Bisognava disfarsene, di quella paura. Lo sapeva bene Giuseppe LaMotta, immigrato italiano salpato dalla povera Messina verso la terra promessa americana. Non trovò denaro, Giuseppe, non trovò fortuna. Trovò invece l’America più dura, il Paese messo in ginocchio da Grande Depressione e disoccupazione, da infiltrazione mafiosa e disperazione.
“Combattere è tutto ciò che ho sempre saputo. Ho iniziato a 7 anni, nelle strade, per racimolare qualche soldo con cui pagare l’affitto a mio padre. Combatti per ottenere ciò che vuoi”
Nacque sul ring, Jake LaMotta, un ring privo di corde, un ring d’asfalto e sigarette, d’accenti italiani e occhi da evitare.
Suo padre lo iniziò all’arte del duello, o meglio, dell’autoconservazione, ancora in periodo infantile. Dopo un’aggressione subita, Jake si vide recapitare uno spaccaghiaccio come arma per potersi difendere. Utilizzò quell’oggetto più volte, sentendosi inviolabile, poi, un giorno, lo dimenticò sul comodino e gli toccò rimpiazzarlo con le sole mani serrate.
Nel wild west chiamato Bronx i suoi pugni fecero subito scalpore, la folta comunità italoamericana iniziò a lanciare spiccioli per veder scambiare rudimentali pugni a quel bambino dal viso già segnato da fierezza e aggressività.
Finì in riformatorio, Jake, seguendo il naturale corso della vita. Venne accusato di rapina. Nel carcere di Upstate scoprì la vera noble art, quella affrescata da sacchi e guantoni, da sacrificio e corde. Un’arte che l’avrebbe reso mito.


IL MENTO CHE NON SAPEVA CEDERE, NEMMENO ALLO ‘ZUCCHERO’
“Fui in grado di convincere il mio corpo che nessuno potesse farmi male. Potevo tagliarmi, potevo avere dei punti sopra l’occhio, un naso rotto, una mano rotta… Ma non mi sono mai fatto veramente male”
A 19 anni Jake LaMotta combatté il suo primo match da professionista. A 20 anni incrociò per la prima volta i guantoni con il ballerino del ring, il pugile fatto di zucchero, ‘Sugar’ Ray Robinson.
Fu l’introduzione di un romanzo diviso in sei, estasianti, capitoli: una faida meravigliosa, una sfida tra pesi medi antitetici, distanti tanto morfologicamente, quanto tecnicamente.
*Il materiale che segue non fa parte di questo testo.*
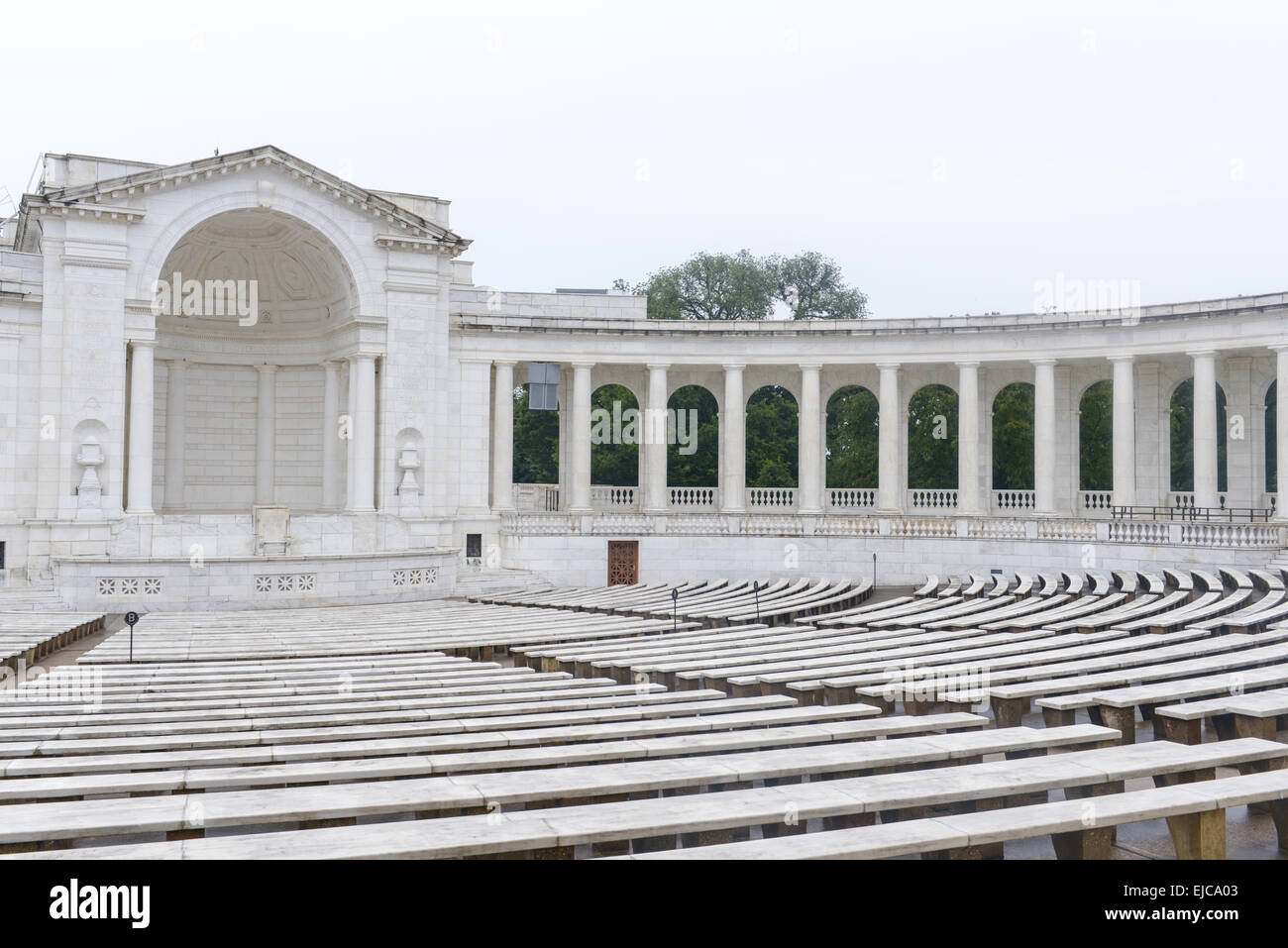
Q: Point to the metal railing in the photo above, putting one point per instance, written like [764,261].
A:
[1193,514]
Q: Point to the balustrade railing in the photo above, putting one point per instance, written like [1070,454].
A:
[771,497]
[694,497]
[613,497]
[1177,531]
[1095,502]
[1016,500]
[536,497]
[851,497]
[936,498]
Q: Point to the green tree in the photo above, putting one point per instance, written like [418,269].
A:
[772,438]
[709,286]
[536,442]
[1271,440]
[853,416]
[614,464]
[743,286]
[1096,438]
[811,286]
[1013,438]
[1183,437]
[932,438]
[702,467]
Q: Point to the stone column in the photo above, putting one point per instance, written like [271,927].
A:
[1280,484]
[362,441]
[888,440]
[266,433]
[1043,437]
[502,437]
[175,398]
[810,442]
[331,498]
[579,449]
[967,441]
[1125,430]
[141,428]
[733,436]
[1205,429]
[653,437]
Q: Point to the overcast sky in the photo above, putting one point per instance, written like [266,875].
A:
[947,155]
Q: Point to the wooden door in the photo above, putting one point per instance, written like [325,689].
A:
[623,562]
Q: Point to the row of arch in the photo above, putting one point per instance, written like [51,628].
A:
[851,429]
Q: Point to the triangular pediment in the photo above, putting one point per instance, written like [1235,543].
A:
[402,223]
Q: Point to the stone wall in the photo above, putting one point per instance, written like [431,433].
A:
[901,561]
Da una parte le gambe di quercia di LaMotta, radici semovibili, la sua indomita capacità di muoversi passo dopo passo, colpo dopo colpo, spalla dopo spalla, i suoi jab e diretti, treni in movimento di cui era possibile conoscere la partenza, mai l’arrivo.
Dall’altra l’estetica, estatica elusività del più completo pugile della storia (definizione suffragata dallo stesso LaMotta), i piedi mossi vorticosamente, le braccia talmente veloci da risultare invisibili, la bellezza unita all’efficacia del serial killer.
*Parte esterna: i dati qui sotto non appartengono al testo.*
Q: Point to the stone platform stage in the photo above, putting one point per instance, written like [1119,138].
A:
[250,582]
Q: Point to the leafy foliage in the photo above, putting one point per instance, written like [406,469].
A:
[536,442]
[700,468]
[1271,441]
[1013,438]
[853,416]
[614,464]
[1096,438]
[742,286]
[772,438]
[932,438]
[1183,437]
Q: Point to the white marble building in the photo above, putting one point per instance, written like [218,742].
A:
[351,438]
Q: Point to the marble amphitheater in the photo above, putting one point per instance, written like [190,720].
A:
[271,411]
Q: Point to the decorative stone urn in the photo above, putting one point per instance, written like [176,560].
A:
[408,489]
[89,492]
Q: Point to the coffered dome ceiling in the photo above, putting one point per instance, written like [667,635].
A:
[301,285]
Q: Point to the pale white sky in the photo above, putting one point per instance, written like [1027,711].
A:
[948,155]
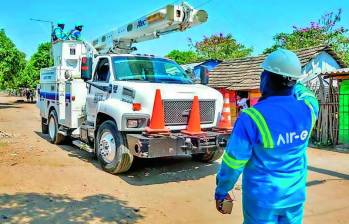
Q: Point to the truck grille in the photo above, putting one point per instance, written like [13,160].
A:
[177,111]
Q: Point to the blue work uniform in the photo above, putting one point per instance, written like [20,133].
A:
[75,35]
[268,144]
[58,34]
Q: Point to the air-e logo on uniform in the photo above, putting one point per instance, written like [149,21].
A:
[288,138]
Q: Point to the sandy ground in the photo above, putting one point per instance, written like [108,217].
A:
[45,183]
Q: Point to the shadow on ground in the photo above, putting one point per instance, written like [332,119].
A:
[329,172]
[50,208]
[165,170]
[7,106]
[338,176]
[152,171]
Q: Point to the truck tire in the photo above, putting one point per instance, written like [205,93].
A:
[112,154]
[55,137]
[208,157]
[44,127]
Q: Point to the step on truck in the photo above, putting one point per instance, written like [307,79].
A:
[106,100]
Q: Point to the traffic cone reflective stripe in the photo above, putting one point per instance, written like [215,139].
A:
[157,121]
[225,120]
[194,122]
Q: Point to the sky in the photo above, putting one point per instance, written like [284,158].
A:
[252,22]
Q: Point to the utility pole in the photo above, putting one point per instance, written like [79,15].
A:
[52,26]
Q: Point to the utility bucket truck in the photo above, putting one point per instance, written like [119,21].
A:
[118,105]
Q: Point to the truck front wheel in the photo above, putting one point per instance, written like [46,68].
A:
[44,126]
[55,136]
[208,157]
[112,154]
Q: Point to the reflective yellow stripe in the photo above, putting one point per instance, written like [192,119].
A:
[313,117]
[263,128]
[232,162]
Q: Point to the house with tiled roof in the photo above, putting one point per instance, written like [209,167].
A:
[242,75]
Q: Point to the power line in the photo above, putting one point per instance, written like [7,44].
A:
[203,3]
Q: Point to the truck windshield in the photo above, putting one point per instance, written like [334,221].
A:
[148,69]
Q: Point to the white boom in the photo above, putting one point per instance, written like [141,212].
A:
[169,19]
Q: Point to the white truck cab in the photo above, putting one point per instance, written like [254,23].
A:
[104,101]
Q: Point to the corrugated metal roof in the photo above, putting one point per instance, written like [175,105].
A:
[341,71]
[243,74]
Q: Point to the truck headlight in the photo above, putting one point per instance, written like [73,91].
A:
[135,122]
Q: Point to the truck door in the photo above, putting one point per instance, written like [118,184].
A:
[98,91]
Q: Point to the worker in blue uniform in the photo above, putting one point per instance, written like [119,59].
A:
[268,144]
[75,34]
[58,32]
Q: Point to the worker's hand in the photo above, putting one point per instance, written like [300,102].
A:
[219,204]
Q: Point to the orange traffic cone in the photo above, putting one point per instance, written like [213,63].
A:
[157,121]
[225,121]
[194,127]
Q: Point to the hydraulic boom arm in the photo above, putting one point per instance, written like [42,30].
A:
[166,20]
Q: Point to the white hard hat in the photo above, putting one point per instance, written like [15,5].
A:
[283,62]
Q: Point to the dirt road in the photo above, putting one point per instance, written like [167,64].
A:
[45,183]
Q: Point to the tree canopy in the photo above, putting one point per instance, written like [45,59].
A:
[325,31]
[30,75]
[220,47]
[12,62]
[183,57]
[216,46]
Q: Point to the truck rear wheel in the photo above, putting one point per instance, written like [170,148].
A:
[55,137]
[208,157]
[112,154]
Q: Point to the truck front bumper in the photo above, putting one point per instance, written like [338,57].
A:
[153,146]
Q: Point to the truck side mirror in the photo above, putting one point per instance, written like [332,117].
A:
[86,68]
[204,75]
LaMotta fu il primo pugile a sconfiggere Robinson. Ci riuscì a 21 anni, nel territorio ostile di Detroit, la ‘Motor City’ dove Sugar era cresciuto lustrando scarpe e ballando per strada.
In quel match del febbraio ’43, il Toro del Bronx interruppe la striscia perfetta di 40-0 del suo avversario, spedendolo addirittura fuori dal ring durante l’ottavo round, in uno dei momenti più iconici della storia pugilistica.
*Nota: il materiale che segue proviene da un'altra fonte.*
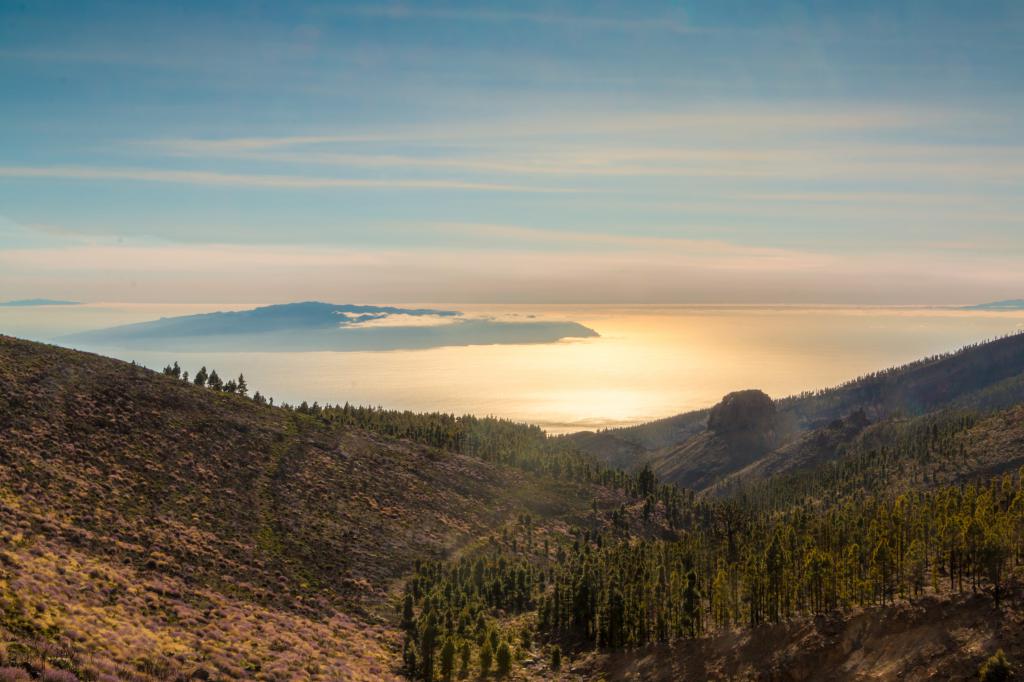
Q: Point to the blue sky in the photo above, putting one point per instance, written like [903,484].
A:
[658,152]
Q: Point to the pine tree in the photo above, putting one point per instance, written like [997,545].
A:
[214,381]
[448,659]
[486,658]
[504,659]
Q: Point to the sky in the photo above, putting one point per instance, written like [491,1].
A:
[714,152]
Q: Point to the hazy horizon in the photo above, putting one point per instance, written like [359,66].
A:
[697,153]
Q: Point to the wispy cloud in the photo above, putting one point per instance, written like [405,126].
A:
[248,180]
[720,273]
[404,11]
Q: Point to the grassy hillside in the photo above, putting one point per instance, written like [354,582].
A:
[153,528]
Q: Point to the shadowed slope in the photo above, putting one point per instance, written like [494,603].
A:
[160,527]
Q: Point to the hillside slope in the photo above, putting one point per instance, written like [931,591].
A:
[153,528]
[986,377]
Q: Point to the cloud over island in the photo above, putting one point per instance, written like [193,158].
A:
[315,326]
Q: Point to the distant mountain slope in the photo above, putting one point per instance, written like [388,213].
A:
[683,450]
[315,326]
[154,528]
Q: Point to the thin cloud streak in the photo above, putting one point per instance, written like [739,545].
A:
[653,273]
[244,180]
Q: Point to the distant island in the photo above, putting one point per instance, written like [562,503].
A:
[1011,304]
[28,302]
[316,326]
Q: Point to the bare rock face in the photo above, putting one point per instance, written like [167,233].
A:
[750,412]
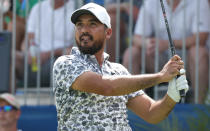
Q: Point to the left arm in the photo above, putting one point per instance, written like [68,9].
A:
[155,111]
[150,110]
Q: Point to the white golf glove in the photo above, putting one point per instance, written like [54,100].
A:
[177,84]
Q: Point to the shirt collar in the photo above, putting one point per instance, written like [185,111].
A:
[76,51]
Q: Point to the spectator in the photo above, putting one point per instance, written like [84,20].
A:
[9,112]
[47,37]
[7,7]
[93,93]
[111,7]
[175,14]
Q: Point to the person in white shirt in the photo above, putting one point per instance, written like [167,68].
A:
[151,26]
[48,31]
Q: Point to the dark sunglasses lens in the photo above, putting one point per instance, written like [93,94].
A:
[7,108]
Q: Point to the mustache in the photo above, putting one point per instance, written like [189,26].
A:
[86,34]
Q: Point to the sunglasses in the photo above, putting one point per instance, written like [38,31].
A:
[6,108]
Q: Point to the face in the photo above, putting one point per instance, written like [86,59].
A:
[8,118]
[90,34]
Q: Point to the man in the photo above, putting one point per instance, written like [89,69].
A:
[47,31]
[93,94]
[9,112]
[151,26]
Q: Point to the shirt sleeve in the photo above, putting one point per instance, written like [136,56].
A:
[66,70]
[126,72]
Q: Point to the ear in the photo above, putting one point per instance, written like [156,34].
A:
[108,33]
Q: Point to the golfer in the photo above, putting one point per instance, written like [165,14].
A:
[93,94]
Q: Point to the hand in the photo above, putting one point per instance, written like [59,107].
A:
[175,85]
[172,68]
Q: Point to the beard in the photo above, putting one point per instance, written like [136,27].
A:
[91,50]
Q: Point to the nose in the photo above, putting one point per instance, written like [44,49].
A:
[85,29]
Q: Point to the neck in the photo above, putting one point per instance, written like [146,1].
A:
[100,56]
[58,3]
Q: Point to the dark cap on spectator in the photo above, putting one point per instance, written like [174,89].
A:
[98,11]
[10,99]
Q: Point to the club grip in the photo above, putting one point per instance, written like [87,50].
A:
[181,92]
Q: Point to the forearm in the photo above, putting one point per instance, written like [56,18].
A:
[159,110]
[125,84]
[191,40]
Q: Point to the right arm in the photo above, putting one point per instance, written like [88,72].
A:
[121,85]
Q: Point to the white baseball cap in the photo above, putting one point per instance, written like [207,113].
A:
[10,99]
[98,11]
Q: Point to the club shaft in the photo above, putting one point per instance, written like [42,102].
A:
[171,44]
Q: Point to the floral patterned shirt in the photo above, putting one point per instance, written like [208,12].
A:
[81,111]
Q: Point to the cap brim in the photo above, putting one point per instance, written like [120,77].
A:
[78,13]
“Ho combattuto così tante volte contro ‘Sugar’… É un miracolo che non abbia il diabete”
Pronunciò queste parole LaMotta dopo il sesto e ultimo match contro il GOAT di ‘Black Bottom’.
Erano passati nove anni da quel 1942, nel frattempo l’italoamericano era riuscito a raggiungere il titolo mondiale dei pesi medi, regolando il bellissimo e maledetto francese Marcel Cerdan e difendendo la cintura, tra gli altri, con l’angelo di Trieste Tiberio Mitri, infliggendo al friulano una punizione che gli avrebbe cambiato carriera e vita.
Quel 14 febbraio 1951 del Chicago Stadium, epilogo della rivalità più affascinante della storia pugilistica, passò alla storia come il ‘Il Massacro di San Valentino’.
Un singolo match, anzi, una singola sconfitta bastò a definire l’approccio ai guantoni del Toro del Bronx. Sul ring dell’Illinois andò in scena un autentico massacro perpetrato da Robinson ai danni di un barcollante LaMotta. 13 round che parvero un’esecuzione, più che un combattimento. 13 round in cui LaMotta, nonostante un numero di colpi subiti inauditi, non toccò mai a terra.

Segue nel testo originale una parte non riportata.